Aus Sicht von Edin Dadic könne man diese Punkte nur erfolgreich ändern, wenn man politisch aktiv wird und selbst in die Politik einsteigt. Die Soziale Arbeit kann hier aktiv werden, indem sie sich positioniert und politische Forderungen stellt. Edin Dadic hat als Unternehmer und Vorstandsmitglied bei i-Plattform viel Wissen und Erfahrung. Die i-Plattform strebt Kooperationen zwischen der Schweiz und Bosnien und Herzegowina an, um dort die Entwicklung voranzutreiben. Die Entwicklung hier in der Schweiz sieht er in einem positiven Licht. Als er damals in die Schweiz kam, erlebte er die Gesellschaft als geschlossen. Heute empfindet Erin Dadic die Schweizer offener und ein «Hin- und Herreisen zwischen Kulturen» ist möglich.
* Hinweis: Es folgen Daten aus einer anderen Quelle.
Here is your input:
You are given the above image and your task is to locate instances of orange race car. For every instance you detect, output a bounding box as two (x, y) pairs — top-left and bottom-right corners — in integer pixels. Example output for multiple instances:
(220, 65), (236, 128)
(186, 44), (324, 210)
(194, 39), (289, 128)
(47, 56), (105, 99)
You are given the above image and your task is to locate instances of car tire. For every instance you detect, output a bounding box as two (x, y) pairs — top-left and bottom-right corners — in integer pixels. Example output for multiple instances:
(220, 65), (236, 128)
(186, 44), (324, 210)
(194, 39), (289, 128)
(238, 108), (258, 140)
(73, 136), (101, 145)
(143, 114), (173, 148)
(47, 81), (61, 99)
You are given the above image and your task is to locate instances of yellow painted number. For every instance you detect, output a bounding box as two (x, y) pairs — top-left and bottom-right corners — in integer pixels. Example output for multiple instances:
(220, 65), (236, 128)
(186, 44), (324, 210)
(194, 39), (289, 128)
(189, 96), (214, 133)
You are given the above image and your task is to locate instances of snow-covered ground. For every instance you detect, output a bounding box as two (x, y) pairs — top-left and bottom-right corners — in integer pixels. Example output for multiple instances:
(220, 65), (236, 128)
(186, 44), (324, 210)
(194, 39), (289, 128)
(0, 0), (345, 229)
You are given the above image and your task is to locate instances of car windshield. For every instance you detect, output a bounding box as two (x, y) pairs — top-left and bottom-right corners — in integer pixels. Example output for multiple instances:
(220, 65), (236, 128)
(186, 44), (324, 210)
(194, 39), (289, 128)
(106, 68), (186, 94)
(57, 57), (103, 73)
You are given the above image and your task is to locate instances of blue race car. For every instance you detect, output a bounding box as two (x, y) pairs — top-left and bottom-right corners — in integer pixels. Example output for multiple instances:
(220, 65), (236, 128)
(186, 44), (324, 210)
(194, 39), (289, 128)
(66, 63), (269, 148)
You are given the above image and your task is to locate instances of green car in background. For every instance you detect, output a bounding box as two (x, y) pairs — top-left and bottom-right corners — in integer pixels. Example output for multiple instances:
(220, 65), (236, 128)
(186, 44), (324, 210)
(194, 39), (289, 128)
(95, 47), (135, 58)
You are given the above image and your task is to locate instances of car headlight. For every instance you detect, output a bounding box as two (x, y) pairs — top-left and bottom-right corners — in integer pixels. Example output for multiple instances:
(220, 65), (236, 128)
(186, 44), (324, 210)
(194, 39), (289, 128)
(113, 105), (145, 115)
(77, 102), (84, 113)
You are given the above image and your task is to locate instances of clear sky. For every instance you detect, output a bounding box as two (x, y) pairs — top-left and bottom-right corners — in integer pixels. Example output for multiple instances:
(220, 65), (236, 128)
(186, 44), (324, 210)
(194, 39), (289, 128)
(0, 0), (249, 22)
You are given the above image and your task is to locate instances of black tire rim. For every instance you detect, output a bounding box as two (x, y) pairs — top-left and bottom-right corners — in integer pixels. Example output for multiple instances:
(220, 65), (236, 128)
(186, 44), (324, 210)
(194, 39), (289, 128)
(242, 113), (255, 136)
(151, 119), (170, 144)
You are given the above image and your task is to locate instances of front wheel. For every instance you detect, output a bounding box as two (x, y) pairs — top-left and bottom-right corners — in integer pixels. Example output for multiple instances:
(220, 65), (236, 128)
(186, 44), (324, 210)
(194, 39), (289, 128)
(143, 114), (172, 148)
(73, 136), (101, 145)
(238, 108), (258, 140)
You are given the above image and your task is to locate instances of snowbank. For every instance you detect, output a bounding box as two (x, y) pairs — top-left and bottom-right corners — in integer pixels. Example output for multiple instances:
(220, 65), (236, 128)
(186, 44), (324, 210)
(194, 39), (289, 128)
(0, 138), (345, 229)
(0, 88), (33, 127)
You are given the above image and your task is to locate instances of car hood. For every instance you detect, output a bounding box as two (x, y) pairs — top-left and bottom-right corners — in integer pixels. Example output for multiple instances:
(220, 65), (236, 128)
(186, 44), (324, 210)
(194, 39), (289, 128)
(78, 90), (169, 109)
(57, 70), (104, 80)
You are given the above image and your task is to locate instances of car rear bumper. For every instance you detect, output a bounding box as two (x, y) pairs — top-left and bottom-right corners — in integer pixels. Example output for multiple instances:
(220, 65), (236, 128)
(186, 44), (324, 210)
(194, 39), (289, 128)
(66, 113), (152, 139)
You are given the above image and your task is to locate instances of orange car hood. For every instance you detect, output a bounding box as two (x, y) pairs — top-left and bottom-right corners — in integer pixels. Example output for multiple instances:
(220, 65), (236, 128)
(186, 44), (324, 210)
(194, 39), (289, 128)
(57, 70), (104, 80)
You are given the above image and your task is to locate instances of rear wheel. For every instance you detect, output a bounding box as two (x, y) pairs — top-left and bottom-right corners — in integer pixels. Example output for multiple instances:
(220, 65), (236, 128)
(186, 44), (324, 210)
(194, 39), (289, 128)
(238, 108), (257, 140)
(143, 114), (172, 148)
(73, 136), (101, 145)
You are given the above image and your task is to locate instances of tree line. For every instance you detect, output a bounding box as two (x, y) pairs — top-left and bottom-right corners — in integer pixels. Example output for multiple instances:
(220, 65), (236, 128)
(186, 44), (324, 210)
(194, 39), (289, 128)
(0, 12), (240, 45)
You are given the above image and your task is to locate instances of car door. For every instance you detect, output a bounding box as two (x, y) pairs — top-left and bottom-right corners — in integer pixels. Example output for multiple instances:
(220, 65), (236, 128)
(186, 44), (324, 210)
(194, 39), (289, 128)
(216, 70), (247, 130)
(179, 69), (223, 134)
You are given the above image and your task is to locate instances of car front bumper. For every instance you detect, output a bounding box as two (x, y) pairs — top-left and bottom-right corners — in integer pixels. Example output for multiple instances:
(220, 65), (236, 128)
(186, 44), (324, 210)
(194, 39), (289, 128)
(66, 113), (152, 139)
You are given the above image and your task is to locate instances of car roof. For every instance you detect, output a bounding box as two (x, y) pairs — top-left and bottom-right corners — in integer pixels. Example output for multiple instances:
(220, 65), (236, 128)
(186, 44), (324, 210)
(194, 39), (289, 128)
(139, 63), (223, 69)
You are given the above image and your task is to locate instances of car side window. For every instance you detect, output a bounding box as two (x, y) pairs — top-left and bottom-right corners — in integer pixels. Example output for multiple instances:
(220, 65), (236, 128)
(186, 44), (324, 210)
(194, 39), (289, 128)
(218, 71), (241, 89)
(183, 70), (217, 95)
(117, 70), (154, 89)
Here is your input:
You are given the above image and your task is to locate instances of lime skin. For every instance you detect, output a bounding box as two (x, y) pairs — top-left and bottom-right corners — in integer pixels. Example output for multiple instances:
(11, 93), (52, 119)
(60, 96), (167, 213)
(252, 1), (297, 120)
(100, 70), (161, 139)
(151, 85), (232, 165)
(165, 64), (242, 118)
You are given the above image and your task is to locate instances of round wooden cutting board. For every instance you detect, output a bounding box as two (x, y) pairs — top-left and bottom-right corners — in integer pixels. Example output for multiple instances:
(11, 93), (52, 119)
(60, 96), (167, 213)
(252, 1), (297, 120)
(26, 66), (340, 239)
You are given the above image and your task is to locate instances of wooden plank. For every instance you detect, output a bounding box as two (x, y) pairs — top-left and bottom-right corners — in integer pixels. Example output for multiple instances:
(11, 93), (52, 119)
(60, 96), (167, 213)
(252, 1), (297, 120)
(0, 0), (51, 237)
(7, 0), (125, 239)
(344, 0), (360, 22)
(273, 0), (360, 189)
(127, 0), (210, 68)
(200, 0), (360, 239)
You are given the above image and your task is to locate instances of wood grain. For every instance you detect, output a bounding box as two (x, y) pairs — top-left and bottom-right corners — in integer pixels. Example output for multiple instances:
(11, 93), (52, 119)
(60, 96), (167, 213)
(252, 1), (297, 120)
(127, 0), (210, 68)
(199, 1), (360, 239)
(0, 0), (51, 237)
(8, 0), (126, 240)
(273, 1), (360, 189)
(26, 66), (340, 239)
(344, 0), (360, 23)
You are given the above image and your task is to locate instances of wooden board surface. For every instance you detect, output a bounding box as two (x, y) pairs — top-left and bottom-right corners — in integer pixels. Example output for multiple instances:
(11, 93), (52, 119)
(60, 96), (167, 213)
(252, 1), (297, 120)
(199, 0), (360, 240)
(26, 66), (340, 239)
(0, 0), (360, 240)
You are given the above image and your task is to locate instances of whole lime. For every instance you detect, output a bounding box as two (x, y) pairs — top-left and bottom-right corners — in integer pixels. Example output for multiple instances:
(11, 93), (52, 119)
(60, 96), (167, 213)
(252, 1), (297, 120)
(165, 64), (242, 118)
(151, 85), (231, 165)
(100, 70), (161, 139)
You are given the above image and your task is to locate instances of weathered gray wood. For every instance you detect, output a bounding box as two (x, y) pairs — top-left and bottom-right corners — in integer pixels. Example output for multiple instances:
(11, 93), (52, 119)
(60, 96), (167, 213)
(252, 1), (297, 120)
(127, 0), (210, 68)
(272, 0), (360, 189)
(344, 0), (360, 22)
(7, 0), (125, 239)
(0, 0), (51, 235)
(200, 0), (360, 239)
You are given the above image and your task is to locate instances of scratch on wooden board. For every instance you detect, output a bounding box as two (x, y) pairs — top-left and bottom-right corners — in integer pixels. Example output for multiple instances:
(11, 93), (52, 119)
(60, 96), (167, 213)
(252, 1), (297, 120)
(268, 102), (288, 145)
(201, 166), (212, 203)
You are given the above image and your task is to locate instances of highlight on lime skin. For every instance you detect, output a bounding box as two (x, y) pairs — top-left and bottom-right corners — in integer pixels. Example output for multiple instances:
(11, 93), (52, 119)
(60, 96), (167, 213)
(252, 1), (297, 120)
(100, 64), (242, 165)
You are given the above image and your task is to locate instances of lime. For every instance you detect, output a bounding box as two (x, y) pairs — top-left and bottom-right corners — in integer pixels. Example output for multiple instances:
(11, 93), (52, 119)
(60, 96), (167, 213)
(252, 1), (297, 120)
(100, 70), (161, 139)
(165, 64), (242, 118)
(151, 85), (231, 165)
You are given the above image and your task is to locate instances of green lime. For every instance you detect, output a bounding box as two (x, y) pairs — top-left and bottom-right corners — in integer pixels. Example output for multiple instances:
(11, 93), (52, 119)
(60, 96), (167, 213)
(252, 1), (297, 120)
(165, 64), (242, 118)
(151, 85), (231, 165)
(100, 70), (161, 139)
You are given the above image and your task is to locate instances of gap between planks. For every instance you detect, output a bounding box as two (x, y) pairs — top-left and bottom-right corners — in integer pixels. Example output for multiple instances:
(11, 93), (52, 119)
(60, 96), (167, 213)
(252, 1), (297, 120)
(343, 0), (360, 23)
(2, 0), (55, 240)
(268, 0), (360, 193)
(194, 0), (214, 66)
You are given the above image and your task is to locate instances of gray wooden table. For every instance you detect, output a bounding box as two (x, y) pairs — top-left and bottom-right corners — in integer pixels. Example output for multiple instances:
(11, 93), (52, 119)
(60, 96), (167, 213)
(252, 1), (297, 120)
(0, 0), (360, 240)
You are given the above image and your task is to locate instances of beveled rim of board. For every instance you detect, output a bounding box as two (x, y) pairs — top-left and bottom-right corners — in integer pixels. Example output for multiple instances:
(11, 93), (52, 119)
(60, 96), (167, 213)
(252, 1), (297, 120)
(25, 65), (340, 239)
Diverse Diaspora-Vereine in der Schweiz ermöglichen den Menschen wertvolle transkulturelle Verflechtungen. Professionelle der Sozialen Arbeit sind gefordert, diese Vereine zu unterstützen.
Moana Voggensperger studiert im 6. Semester Soziale Arbeit an der Hochschule Luzern mit Vertiefung Soziokulturelle Animation
Bild: Adobe Stock
Veröffentlicht: 13. März 2023
Vom 30. Januar bis 3. Februar 2023 fand an der Hochschule Luzern – Soziale Arbeit die Internationale Studienwoche zum Thema «Diaspora – Perspektiven transkultureller Verflechtungen» statt. Gäste präsentierten dabei Projekte sowie Forschungsansätze zu Diaspora, transkulturellen Lebenspraktiken und sozialen Unterstützungsnetzwerken. Auf dieser Grundlage erarbeiten wir Handlungsansätze für die Soziale Arbeit und diskutieren, wie transnationale Beziehungsnetzwerke in die Praxis der Sozialen Arbeit einbezogen werden können.